14.3 English version
I would run AI regulatory horizon scanning as an obligation intelligence system, not as a passive monitoring newsletter. The system captures official sources, classifies signals, triages applicability by jurisdiction, product, use case, role, AI capability, automation level, data and customer impact, then extracts structured obligation objects. Each obligation is mapped to an AI asset, control objective, control activity, eval requirement, change trigger, evidence artifact and accountable owner. The architecture is a graph, because management needs to know which high-impact AI assets are exposed, which releases are blocked, which controls lack evidence and which residual risks require acceptance.
14.4 Deep-dive Q&A
Question
Strong answer
How is this different from regulatory response?
Regulatory response is event-driven, triggered by exam, incident or audit. Obligation intelligence turns external changes into controls, evals, releases and evidence before a failure.
How do you avoid over-governance?
Use authority level, materiality, risk tier and applicability conditions. Low-risk signals can become watch or no-impact records; Tier 1 assets get enhanced controls.
How do you handle conflicting jurisdictions?
Segment by jurisdiction, entity, product, customer location, data location and AI role. The graph can represent different applicability states for the same asset.
What makes a good obligation object?
It has source, action verb, applicability condition, owner, control objective, eval link, change trigger, evidence requirement, status and review cadence.
How does NIST AI RMF fit?
NIST provides Govern/Map/Measure/Manage language for risk management, but does not replace legal applicability analysis.
How does ISO/IEC 42001 fit?
ISO/IEC 42001 gives the AI management system structure. Obligation intelligence feeds that management system.
What is the SR 26-2 nuance?
It supersedes SR 11-7 and SR 21-8, so model risk programs need updating. GenAI and agentic systems also need broader AI governance.
What artifact would you show?
A source registry, applicability matrix, obligation ontology, graph diagram, control/eval/change map, dashboard, RACI and management memo.

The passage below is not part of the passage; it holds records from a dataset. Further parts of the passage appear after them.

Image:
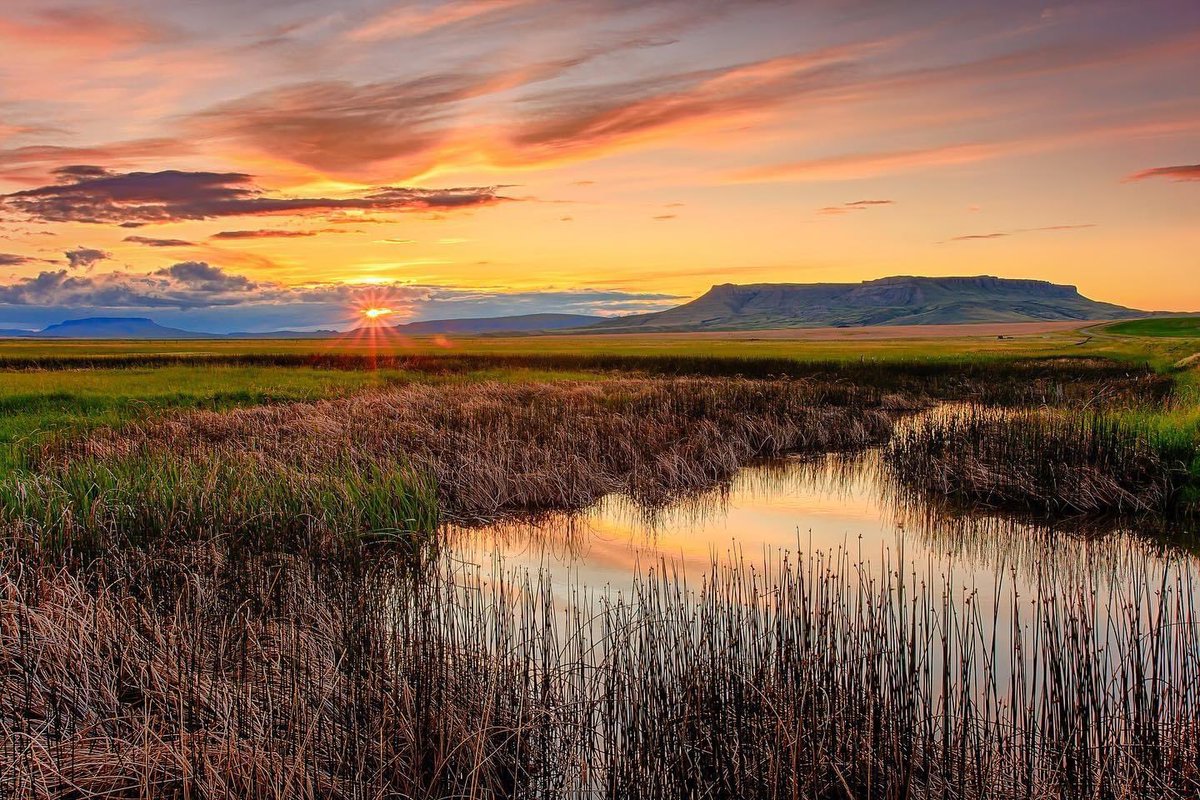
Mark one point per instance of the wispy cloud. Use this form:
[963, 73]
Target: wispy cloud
[1180, 173]
[150, 241]
[273, 233]
[16, 259]
[133, 199]
[192, 287]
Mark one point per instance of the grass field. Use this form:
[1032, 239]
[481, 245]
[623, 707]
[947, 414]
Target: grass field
[1169, 326]
[221, 571]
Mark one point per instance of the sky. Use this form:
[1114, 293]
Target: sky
[262, 164]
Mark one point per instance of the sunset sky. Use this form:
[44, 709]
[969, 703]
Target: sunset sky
[255, 164]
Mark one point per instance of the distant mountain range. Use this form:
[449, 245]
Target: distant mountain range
[725, 307]
[887, 301]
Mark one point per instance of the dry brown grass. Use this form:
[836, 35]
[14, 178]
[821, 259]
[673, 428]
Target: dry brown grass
[340, 467]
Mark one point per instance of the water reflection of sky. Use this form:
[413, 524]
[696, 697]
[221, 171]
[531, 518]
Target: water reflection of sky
[993, 579]
[805, 506]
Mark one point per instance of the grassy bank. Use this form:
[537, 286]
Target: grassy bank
[199, 672]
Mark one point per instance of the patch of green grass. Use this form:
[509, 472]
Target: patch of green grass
[1159, 326]
[36, 403]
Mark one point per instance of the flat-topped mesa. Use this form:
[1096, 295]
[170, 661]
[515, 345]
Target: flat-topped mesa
[900, 300]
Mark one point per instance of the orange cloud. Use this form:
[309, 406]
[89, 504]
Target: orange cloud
[1180, 173]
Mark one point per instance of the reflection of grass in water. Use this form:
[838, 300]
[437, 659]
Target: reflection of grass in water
[207, 672]
[1043, 461]
[466, 451]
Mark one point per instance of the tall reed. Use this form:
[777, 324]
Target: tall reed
[397, 458]
[191, 671]
[1039, 459]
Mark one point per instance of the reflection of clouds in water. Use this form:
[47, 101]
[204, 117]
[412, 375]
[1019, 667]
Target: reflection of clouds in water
[837, 503]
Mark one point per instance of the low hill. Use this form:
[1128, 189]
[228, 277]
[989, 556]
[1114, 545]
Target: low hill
[887, 301]
[517, 324]
[117, 328]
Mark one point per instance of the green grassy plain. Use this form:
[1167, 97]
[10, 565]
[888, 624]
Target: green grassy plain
[35, 401]
[1170, 326]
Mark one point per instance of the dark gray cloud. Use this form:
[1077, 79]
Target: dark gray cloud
[271, 234]
[15, 259]
[150, 241]
[856, 205]
[132, 199]
[84, 258]
[214, 299]
[1003, 234]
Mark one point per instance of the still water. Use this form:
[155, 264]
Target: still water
[839, 507]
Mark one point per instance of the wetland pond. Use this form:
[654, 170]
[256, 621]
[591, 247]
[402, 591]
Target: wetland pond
[982, 593]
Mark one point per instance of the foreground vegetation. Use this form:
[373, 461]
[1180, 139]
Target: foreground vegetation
[203, 671]
[395, 459]
[221, 576]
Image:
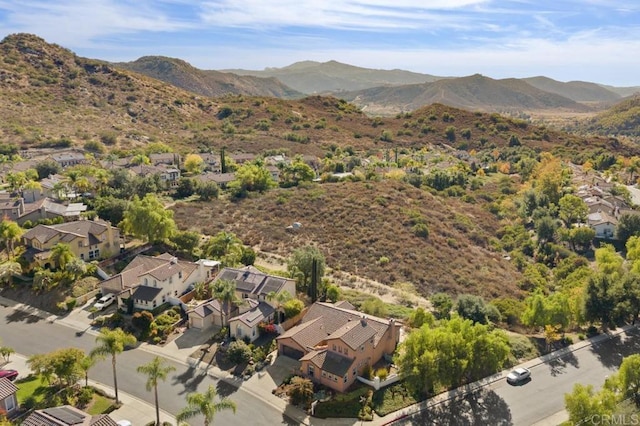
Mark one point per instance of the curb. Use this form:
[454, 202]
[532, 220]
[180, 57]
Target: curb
[471, 388]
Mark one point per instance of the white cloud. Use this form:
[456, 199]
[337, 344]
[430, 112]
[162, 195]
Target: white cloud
[76, 22]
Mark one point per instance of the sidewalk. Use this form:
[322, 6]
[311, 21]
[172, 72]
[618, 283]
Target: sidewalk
[138, 412]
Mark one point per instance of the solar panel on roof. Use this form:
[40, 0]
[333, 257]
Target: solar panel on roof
[66, 415]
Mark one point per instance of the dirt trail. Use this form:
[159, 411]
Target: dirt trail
[347, 280]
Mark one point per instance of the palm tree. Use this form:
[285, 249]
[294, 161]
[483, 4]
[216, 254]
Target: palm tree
[61, 254]
[204, 404]
[224, 291]
[8, 270]
[279, 299]
[112, 342]
[155, 371]
[85, 365]
[10, 232]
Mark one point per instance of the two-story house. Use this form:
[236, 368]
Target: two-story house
[87, 239]
[334, 343]
[151, 281]
[253, 287]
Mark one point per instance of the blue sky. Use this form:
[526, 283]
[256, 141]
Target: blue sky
[589, 40]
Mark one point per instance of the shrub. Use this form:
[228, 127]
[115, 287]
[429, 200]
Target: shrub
[238, 352]
[382, 373]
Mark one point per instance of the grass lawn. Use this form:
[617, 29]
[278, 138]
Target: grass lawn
[100, 405]
[393, 398]
[32, 387]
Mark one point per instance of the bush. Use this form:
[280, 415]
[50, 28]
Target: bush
[382, 373]
[239, 352]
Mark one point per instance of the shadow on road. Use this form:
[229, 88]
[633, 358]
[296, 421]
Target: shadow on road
[611, 351]
[481, 408]
[191, 378]
[22, 316]
[559, 365]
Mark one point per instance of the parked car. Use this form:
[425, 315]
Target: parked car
[519, 375]
[105, 301]
[9, 374]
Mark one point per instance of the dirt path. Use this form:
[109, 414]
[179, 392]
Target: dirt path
[387, 294]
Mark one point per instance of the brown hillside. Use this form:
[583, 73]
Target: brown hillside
[358, 224]
[207, 83]
[47, 93]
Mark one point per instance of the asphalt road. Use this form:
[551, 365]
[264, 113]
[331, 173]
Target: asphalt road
[29, 335]
[539, 398]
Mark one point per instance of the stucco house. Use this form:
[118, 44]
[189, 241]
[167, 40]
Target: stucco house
[66, 415]
[87, 239]
[8, 399]
[253, 287]
[151, 281]
[603, 224]
[246, 324]
[334, 343]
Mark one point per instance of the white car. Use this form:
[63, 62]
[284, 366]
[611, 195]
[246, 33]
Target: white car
[105, 301]
[518, 375]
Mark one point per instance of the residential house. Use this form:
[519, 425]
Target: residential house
[87, 239]
[603, 224]
[253, 287]
[335, 343]
[8, 399]
[48, 209]
[167, 158]
[222, 179]
[245, 325]
[69, 159]
[66, 415]
[169, 176]
[11, 207]
[241, 158]
[151, 281]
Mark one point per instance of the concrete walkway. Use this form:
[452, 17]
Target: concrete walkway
[262, 383]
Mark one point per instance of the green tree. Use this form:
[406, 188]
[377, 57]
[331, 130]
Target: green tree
[333, 293]
[629, 377]
[61, 367]
[628, 226]
[8, 270]
[472, 307]
[279, 299]
[194, 164]
[148, 219]
[584, 404]
[572, 210]
[300, 266]
[204, 404]
[186, 241]
[207, 190]
[111, 343]
[61, 254]
[47, 168]
[155, 371]
[300, 391]
[292, 307]
[86, 363]
[225, 247]
[10, 233]
[251, 177]
[296, 172]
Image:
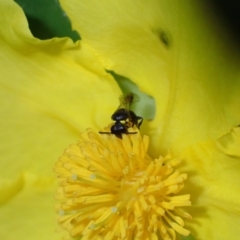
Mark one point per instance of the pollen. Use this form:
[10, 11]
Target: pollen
[109, 188]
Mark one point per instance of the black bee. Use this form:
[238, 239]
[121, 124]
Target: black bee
[124, 118]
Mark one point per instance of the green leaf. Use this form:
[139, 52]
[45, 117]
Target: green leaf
[146, 106]
[47, 19]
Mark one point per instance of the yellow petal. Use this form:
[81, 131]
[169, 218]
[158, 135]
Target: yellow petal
[50, 91]
[194, 78]
[214, 188]
[30, 214]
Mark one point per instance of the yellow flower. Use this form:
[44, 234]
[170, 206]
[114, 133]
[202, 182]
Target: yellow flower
[52, 90]
[179, 53]
[110, 188]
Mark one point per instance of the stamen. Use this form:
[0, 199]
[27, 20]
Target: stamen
[109, 188]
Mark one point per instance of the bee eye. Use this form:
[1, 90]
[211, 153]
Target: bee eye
[124, 118]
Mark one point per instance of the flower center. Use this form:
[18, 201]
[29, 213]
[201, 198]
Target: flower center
[111, 189]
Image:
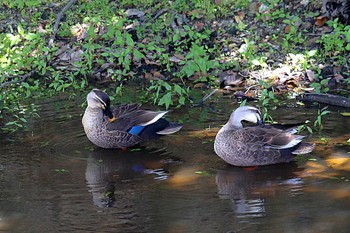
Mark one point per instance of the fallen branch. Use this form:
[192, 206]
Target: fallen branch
[335, 100]
[14, 81]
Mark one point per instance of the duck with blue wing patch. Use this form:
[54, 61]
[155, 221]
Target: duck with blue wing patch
[124, 126]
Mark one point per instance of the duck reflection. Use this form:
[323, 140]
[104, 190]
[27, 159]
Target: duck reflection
[106, 168]
[248, 188]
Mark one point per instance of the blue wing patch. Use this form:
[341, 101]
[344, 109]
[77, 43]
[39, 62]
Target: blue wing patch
[136, 130]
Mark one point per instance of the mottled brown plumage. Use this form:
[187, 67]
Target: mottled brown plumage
[125, 126]
[257, 145]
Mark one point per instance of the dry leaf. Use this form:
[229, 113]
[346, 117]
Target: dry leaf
[320, 21]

15. Pitfalls and Self-Assessment
Pitfall
Better practice
Treating horizon scanning as news monitoring
require disposition for every material signal
One global applicability answer
segment applicability by jurisdiction, product and use case
Copying legal text into PRD
extract action verb, condition, control and evidence
No distinction between obligation and control
define control activity and evidence
No eval linkage
map obligations to eval and regression suites
No change linkage
trigger release/change ticket when behavior must change
No owner
assign accountable role and SLA
No evidence retention
design evidence binder and retention rule
Overusing model risk for GenAI
route components to model risk and broader AI governance
Dashboard vanity metrics
report Tier 1 impact, overdue actions, control gaps and evidence coverage
Self-assessment checklist:
Source registry includes official URLs, access dates, authority levels and owners.